TONX Reports $433M in Holdings
On Tuesday, TON Strategy reveals that it holds 4.29% of all circulating Toncoin, with 26.18% of total network stake running through its infrastructure. Holdings that sat at $272 million on March 31 had appreciated to an estimated $433.3 million by May 6, carried higher by Telegram’s announcement that it would assume control of ecosystem development.
April staking yields jumped fourfold from the prior month to approximately 16.7% annualized, a direct product of network upgrades that cut fees, shortened block times, and increased throughput. New CEO Kevin Wilson has also promised to make TONX the institutional on-ramp for Toncoin exposure in U.S. markets.
Telegram has also become the largest validator across TON’s 400-node, six-continent network, a shift Durov argues reduces centralization risk for major custodians looking to stake.

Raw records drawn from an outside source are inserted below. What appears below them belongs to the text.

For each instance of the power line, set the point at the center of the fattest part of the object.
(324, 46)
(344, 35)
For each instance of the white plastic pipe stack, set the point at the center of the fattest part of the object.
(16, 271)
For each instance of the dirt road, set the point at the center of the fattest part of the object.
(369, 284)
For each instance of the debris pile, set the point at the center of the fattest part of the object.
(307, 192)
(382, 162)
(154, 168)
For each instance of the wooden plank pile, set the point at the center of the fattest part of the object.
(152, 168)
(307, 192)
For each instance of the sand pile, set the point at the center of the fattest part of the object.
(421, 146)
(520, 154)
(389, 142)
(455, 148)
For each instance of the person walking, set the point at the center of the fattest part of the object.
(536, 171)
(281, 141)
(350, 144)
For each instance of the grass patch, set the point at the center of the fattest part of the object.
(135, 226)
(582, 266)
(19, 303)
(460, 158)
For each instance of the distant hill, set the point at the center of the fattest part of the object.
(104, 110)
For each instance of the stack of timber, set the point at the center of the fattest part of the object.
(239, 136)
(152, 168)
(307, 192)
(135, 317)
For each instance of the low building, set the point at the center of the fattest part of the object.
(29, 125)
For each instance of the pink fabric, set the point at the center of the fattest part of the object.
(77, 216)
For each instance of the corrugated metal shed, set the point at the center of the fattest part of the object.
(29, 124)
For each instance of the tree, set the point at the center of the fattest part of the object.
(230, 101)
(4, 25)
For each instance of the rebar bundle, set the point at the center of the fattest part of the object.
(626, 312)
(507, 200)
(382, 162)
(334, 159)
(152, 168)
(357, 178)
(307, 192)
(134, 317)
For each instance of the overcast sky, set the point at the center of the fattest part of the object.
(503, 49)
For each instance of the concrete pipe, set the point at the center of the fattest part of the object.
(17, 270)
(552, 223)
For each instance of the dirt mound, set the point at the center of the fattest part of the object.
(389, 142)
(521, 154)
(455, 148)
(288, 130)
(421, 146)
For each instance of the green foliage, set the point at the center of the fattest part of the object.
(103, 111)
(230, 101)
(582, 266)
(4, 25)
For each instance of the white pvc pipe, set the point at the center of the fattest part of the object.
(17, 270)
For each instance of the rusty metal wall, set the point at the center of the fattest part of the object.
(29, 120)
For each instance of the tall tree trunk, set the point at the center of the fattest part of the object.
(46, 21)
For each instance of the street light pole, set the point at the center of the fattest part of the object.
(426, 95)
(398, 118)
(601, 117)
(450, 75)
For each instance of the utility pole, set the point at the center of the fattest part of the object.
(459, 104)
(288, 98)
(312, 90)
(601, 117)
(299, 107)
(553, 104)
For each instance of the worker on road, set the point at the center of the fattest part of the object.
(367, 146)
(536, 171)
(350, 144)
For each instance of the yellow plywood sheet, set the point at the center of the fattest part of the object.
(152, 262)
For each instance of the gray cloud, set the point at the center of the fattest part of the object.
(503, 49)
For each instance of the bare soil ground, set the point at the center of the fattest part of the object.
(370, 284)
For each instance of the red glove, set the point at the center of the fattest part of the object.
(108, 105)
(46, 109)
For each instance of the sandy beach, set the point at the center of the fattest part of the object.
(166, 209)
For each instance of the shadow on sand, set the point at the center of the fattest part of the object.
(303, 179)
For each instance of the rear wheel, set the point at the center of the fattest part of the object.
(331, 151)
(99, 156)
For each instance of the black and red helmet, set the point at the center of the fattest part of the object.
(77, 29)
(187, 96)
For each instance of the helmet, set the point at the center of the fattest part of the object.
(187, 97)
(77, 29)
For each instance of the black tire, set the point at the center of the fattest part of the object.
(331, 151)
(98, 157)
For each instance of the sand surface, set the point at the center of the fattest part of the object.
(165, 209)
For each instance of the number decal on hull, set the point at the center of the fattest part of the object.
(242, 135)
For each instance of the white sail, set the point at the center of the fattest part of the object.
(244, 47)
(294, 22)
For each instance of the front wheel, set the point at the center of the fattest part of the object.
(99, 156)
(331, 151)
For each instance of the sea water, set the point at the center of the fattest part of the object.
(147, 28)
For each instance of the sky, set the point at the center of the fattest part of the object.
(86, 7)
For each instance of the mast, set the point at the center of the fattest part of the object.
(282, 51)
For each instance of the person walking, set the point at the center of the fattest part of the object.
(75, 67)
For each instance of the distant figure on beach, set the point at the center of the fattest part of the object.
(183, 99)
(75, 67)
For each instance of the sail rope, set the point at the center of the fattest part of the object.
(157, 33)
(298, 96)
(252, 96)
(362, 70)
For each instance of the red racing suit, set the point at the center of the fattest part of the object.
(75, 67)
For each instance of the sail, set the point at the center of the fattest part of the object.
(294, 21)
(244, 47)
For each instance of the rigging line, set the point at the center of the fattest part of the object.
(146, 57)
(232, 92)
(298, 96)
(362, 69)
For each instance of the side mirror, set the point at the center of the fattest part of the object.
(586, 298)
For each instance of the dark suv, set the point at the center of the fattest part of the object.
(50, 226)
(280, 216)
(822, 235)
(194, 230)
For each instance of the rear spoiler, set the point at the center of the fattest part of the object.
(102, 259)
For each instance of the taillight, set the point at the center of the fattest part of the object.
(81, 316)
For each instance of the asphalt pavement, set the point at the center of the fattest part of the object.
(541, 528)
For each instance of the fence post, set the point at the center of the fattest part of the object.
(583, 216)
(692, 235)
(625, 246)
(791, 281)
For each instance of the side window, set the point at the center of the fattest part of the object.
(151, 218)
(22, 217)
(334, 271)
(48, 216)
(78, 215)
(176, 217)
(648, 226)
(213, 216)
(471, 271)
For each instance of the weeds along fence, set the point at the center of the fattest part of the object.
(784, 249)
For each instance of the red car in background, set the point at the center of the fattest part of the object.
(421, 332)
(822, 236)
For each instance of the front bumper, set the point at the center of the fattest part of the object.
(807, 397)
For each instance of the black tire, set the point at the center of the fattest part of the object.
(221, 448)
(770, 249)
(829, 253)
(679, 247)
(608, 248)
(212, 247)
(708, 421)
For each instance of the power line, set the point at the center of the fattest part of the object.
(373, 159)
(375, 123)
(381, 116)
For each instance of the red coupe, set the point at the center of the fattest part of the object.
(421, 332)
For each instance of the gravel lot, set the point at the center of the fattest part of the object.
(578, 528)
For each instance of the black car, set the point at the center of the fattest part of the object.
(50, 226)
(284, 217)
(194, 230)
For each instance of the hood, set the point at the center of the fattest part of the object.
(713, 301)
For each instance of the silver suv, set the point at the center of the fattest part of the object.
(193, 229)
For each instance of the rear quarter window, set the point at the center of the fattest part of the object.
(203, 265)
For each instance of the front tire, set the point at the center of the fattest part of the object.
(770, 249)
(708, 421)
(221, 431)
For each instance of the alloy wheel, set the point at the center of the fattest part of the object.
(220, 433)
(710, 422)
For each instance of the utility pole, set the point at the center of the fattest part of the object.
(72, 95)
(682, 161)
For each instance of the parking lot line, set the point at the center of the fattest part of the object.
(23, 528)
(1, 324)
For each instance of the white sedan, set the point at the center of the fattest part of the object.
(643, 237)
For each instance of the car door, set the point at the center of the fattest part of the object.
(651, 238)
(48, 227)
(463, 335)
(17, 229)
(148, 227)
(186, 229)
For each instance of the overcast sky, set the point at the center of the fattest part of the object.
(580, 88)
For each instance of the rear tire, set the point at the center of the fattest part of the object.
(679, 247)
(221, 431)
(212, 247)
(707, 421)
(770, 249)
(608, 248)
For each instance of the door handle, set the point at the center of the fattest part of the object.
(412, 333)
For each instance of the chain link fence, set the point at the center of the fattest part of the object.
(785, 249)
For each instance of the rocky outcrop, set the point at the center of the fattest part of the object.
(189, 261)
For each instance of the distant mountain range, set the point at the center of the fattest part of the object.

Also, on May 11, Durov announced Acton, a unified AI-ready CLI that replaces TON’s fragmented developer toolchain with a single flow covering contract creation, testing, and deployment.
Data from LunarCrush shows 64.2K TON mentions over the past month (+187.9%), 36.11 million total engagements, and an 82% sentiment reading. However, none of that has interrupted the technical distribution.
Toncoin Price Risks More Drop if $2.20 Support Gives Way
Since the $2.90 top on May 7, TON coin has produced consecutive lower highs, each bounce shorter than the last, with the Bollinger Band midline (20-period SMA, $2.381) holding as dynamic resistance across every recovery attempt.

Toncoin price is now pressing against the lower band at $2.231, a volatility squeeze that historically precedes a directional expansion. The bearish overhead structure tilts that expansion downward unless buyers reassert before the floor gives.
Reclaiming $2.38–$2.42 shifts the Toncoin price prediction back toward the bulls and opens a test of the $2.50–$2.55 breakdown zone. However, a close below $2.20 does the opposite, forcing it to $2.10 first, then $2.00 and potentially below.
$86.77M in TON token unlocks are due this month, a direct supply injection into an already fragile chart. Buyers need to reclaim $2.42 first, but until that level is reclaimed, sellers are running this range.